Google Sheets Destination flushes on every state message and flush when buffer gets too large (#14751)

* Google Sheets Destination flushes on every state message * add PR number to readme * suggestions * reverted clean change * added memory allocation check for records_buffer(stream) * Update airbyte-integrations/connectors/destination-google-sheets/destination_google_sheets/writer.py Co-authored-by: Sherif A. Nada <snadalive@gmail.com> * auto-bump connector version Co-authored-by: Oleksandr Bazarnov <oleksandr.bazarnov@globallogic.com> Co-authored-by: Sherif A. Nada <snadalive@gmail.com> Co-authored-by: Octavia Squidington III <octavia-squidington-iii@users.noreply.github.com>
2025-12-25 02:09:19 -05:00 · 2022-07-15 16:15:39 -07:00
parent 540210763c
commit b0f559dfca
8 changed files with 44 additions and 35 deletions
--- a/airbyte-config/init/src/main/resources/seed/destination_definitions.yaml
+++ b/airbyte-config/init/src/main/resources/seed/destination_definitions.yaml
@@ -303,7 +303,7 @@
 - name: Google Sheets
  destinationDefinitionId: a4cbd2d1-8dbe-4818-b8bc-b90ad782d12a
  dockerRepository: airbyte/destination-google-sheets
-  dockerImageTag: 0.1.0
+  dockerImageTag: 0.1.1
  documentationUrl: https://docs.airbyte.io/integrations/destinations/google-sheets
  icon: google-sheets.svg
  releaseStage: alpha
--- a/airbyte-config/init/src/main/resources/seed/destination_specs.yaml
+++ b/airbyte-config/init/src/main/resources/seed/destination_specs.yaml
@@ -5063,7 +5063,7 @@
    supported_destination_sync_modes:
    - "overwrite"
    - "append"
- dockerImage: "airbyte/destination-google-sheets:0.1.0"
+- dockerImage: "airbyte/destination-google-sheets:0.1.1"
  spec:
    documentationUrl: "https://docs.airbyte.io/integrations/destinations/google-sheets"
    connectionSpecification:
--- a/airbyte-integrations/connectors/destination-google-sheets/Dockerfile
+++ b/airbyte-integrations/connectors/destination-google-sheets/Dockerfile
@@ -13,5 +13,5 @@ RUN pip install .

 ENTRYPOINT ["python", "/airbyte/integration_code/main.py"]

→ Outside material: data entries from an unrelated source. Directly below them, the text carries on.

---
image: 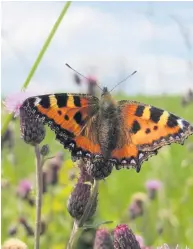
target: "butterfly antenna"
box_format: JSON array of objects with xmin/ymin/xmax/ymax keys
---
[
  {"xmin": 65, "ymin": 63, "xmax": 103, "ymax": 91},
  {"xmin": 110, "ymin": 71, "xmax": 137, "ymax": 92}
]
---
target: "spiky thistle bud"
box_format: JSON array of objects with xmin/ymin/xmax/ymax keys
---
[
  {"xmin": 114, "ymin": 224, "xmax": 140, "ymax": 249},
  {"xmin": 20, "ymin": 107, "xmax": 46, "ymax": 146},
  {"xmin": 19, "ymin": 217, "xmax": 34, "ymax": 236},
  {"xmin": 67, "ymin": 182, "xmax": 97, "ymax": 220},
  {"xmin": 17, "ymin": 179, "xmax": 32, "ymax": 199},
  {"xmin": 146, "ymin": 180, "xmax": 162, "ymax": 200},
  {"xmin": 93, "ymin": 229, "xmax": 114, "ymax": 249},
  {"xmin": 86, "ymin": 158, "xmax": 113, "ymax": 180}
]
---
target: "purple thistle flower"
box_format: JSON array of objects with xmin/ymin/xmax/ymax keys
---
[
  {"xmin": 17, "ymin": 179, "xmax": 32, "ymax": 199},
  {"xmin": 135, "ymin": 235, "xmax": 145, "ymax": 248},
  {"xmin": 93, "ymin": 229, "xmax": 113, "ymax": 249},
  {"xmin": 2, "ymin": 238, "xmax": 28, "ymax": 249},
  {"xmin": 114, "ymin": 224, "xmax": 140, "ymax": 249},
  {"xmin": 146, "ymin": 180, "xmax": 162, "ymax": 200}
]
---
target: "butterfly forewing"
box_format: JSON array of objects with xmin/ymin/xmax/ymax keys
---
[
  {"xmin": 119, "ymin": 101, "xmax": 193, "ymax": 151},
  {"xmin": 22, "ymin": 93, "xmax": 98, "ymax": 147}
]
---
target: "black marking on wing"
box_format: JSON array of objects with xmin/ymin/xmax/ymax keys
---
[
  {"xmin": 39, "ymin": 95, "xmax": 50, "ymax": 109},
  {"xmin": 55, "ymin": 93, "xmax": 68, "ymax": 108},
  {"xmin": 73, "ymin": 96, "xmax": 81, "ymax": 107},
  {"xmin": 74, "ymin": 112, "xmax": 84, "ymax": 125},
  {"xmin": 167, "ymin": 114, "xmax": 178, "ymax": 128},
  {"xmin": 150, "ymin": 107, "xmax": 164, "ymax": 123},
  {"xmin": 131, "ymin": 120, "xmax": 141, "ymax": 134},
  {"xmin": 135, "ymin": 105, "xmax": 145, "ymax": 117}
]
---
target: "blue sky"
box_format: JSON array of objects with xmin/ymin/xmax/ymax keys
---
[{"xmin": 1, "ymin": 2, "xmax": 193, "ymax": 95}]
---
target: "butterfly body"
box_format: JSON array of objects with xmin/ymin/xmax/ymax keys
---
[{"xmin": 21, "ymin": 88, "xmax": 193, "ymax": 179}]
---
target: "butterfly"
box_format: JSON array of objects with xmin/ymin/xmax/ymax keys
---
[{"xmin": 22, "ymin": 87, "xmax": 193, "ymax": 179}]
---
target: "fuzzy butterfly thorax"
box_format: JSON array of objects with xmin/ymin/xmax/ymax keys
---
[
  {"xmin": 20, "ymin": 88, "xmax": 193, "ymax": 179},
  {"xmin": 97, "ymin": 88, "xmax": 121, "ymax": 159}
]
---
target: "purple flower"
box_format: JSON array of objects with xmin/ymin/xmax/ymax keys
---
[
  {"xmin": 17, "ymin": 179, "xmax": 32, "ymax": 199},
  {"xmin": 135, "ymin": 235, "xmax": 145, "ymax": 248},
  {"xmin": 114, "ymin": 224, "xmax": 140, "ymax": 249},
  {"xmin": 146, "ymin": 180, "xmax": 162, "ymax": 200},
  {"xmin": 3, "ymin": 92, "xmax": 35, "ymax": 117},
  {"xmin": 146, "ymin": 180, "xmax": 162, "ymax": 190}
]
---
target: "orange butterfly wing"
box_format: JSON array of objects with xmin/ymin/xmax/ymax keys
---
[
  {"xmin": 22, "ymin": 93, "xmax": 100, "ymax": 156},
  {"xmin": 112, "ymin": 101, "xmax": 193, "ymax": 172}
]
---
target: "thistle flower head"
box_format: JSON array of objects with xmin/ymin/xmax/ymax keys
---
[
  {"xmin": 135, "ymin": 235, "xmax": 145, "ymax": 248},
  {"xmin": 129, "ymin": 192, "xmax": 147, "ymax": 219},
  {"xmin": 67, "ymin": 182, "xmax": 97, "ymax": 220},
  {"xmin": 114, "ymin": 224, "xmax": 140, "ymax": 249},
  {"xmin": 20, "ymin": 107, "xmax": 46, "ymax": 146},
  {"xmin": 146, "ymin": 180, "xmax": 162, "ymax": 200},
  {"xmin": 2, "ymin": 238, "xmax": 28, "ymax": 249},
  {"xmin": 146, "ymin": 180, "xmax": 162, "ymax": 190},
  {"xmin": 93, "ymin": 229, "xmax": 113, "ymax": 249}
]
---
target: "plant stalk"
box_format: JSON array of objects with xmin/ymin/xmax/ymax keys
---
[{"xmin": 34, "ymin": 145, "xmax": 42, "ymax": 249}]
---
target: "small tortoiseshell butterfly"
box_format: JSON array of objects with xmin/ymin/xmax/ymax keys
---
[{"xmin": 22, "ymin": 88, "xmax": 193, "ymax": 178}]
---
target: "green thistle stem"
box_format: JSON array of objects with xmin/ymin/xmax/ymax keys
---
[
  {"xmin": 1, "ymin": 1, "xmax": 71, "ymax": 136},
  {"xmin": 34, "ymin": 145, "xmax": 42, "ymax": 249}
]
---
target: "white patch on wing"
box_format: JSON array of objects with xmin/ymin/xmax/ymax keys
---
[
  {"xmin": 34, "ymin": 97, "xmax": 41, "ymax": 106},
  {"xmin": 177, "ymin": 119, "xmax": 184, "ymax": 128}
]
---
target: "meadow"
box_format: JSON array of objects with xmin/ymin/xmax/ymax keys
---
[{"xmin": 1, "ymin": 94, "xmax": 193, "ymax": 249}]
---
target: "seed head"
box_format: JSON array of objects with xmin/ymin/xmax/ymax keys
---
[
  {"xmin": 67, "ymin": 182, "xmax": 97, "ymax": 220},
  {"xmin": 86, "ymin": 158, "xmax": 113, "ymax": 180},
  {"xmin": 20, "ymin": 107, "xmax": 46, "ymax": 146},
  {"xmin": 146, "ymin": 180, "xmax": 162, "ymax": 200},
  {"xmin": 2, "ymin": 238, "xmax": 28, "ymax": 249}
]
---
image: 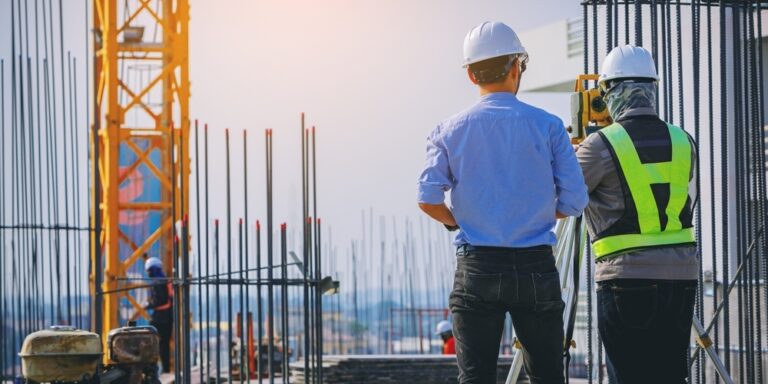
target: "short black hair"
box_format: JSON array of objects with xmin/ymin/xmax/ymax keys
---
[{"xmin": 469, "ymin": 55, "xmax": 516, "ymax": 84}]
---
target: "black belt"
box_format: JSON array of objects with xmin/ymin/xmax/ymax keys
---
[{"xmin": 456, "ymin": 244, "xmax": 552, "ymax": 252}]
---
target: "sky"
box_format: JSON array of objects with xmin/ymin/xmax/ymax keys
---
[
  {"xmin": 0, "ymin": 0, "xmax": 581, "ymax": 258},
  {"xmin": 190, "ymin": 0, "xmax": 581, "ymax": 244}
]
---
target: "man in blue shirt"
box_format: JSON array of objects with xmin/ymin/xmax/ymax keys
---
[{"xmin": 418, "ymin": 22, "xmax": 588, "ymax": 383}]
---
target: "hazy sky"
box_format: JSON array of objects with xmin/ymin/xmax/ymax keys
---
[
  {"xmin": 190, "ymin": 0, "xmax": 581, "ymax": 243},
  {"xmin": 0, "ymin": 0, "xmax": 581, "ymax": 258}
]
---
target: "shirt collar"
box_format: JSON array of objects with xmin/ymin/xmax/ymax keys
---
[{"xmin": 480, "ymin": 92, "xmax": 517, "ymax": 101}]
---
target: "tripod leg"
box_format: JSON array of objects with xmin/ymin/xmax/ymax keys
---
[{"xmin": 691, "ymin": 317, "xmax": 733, "ymax": 384}]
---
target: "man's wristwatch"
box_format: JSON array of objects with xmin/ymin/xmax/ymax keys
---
[{"xmin": 443, "ymin": 224, "xmax": 459, "ymax": 232}]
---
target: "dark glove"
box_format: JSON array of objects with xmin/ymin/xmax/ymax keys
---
[{"xmin": 443, "ymin": 224, "xmax": 459, "ymax": 232}]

-LABEL io.airbyte.version=0.1.0
+LABEL io.airbyte.version=0.1.1
 LABEL io.airbyte.name=airbyte/destination-google-sheets
--- a/airbyte-integrations/connectors/destination-google-sheets/destination_google_sheets/buffer.py
+++ b/airbyte-integrations/connectors/destination-google-sheets/destination_google_sheets/buffer.py
@@ -13,8 +13,9 @@ class WriteBufferMixin:

    # Default instance of AirbyteLogger
    logger = AirbyteLogger()
-    # interval after which the records_buffer should be cleaned up for selected stream
-    flush_interval = 1000
+    # intervals after which the records_buffer should be cleaned up for selected stream
+    flush_interval = 500  # records count
+    flush_interval_size_in_kb = 10 ^ 8  # memory allocation ~ 97656 Kb or 95 Mb

    def __init__(self):
        # Buffer for input records
--- a/airbyte-integrations/connectors/destination-google-sheets/destination_google_sheets/destination.py
+++ b/airbyte-integrations/connectors/destination-google-sheets/destination_google_sheets/destination.py
@@ -68,6 +68,8 @@ class DestinationGoogleSheets(Destination):
                    writer.add_to_buffer(record.stream, record.data)
                    writer.queue_write_operation(record.stream)
            elif message.type == Type.STATE:
+                # yielding a state message indicates that all preceding records have been persisted to the destination
+                writer.write_whats_left()
                yield message
            else:
                continue
--- a/airbyte-integrations/connectors/destination-google-sheets/destination_google_sheets/writer.py
+++ b/airbyte-integrations/connectors/destination-google-sheets/destination_google_sheets/writer.py
@@ -34,12 +34,14 @@ class GoogleSheetsWriter(WriteBufferMixin):
        """
        Mimics `batch_write` operation using records_buffer.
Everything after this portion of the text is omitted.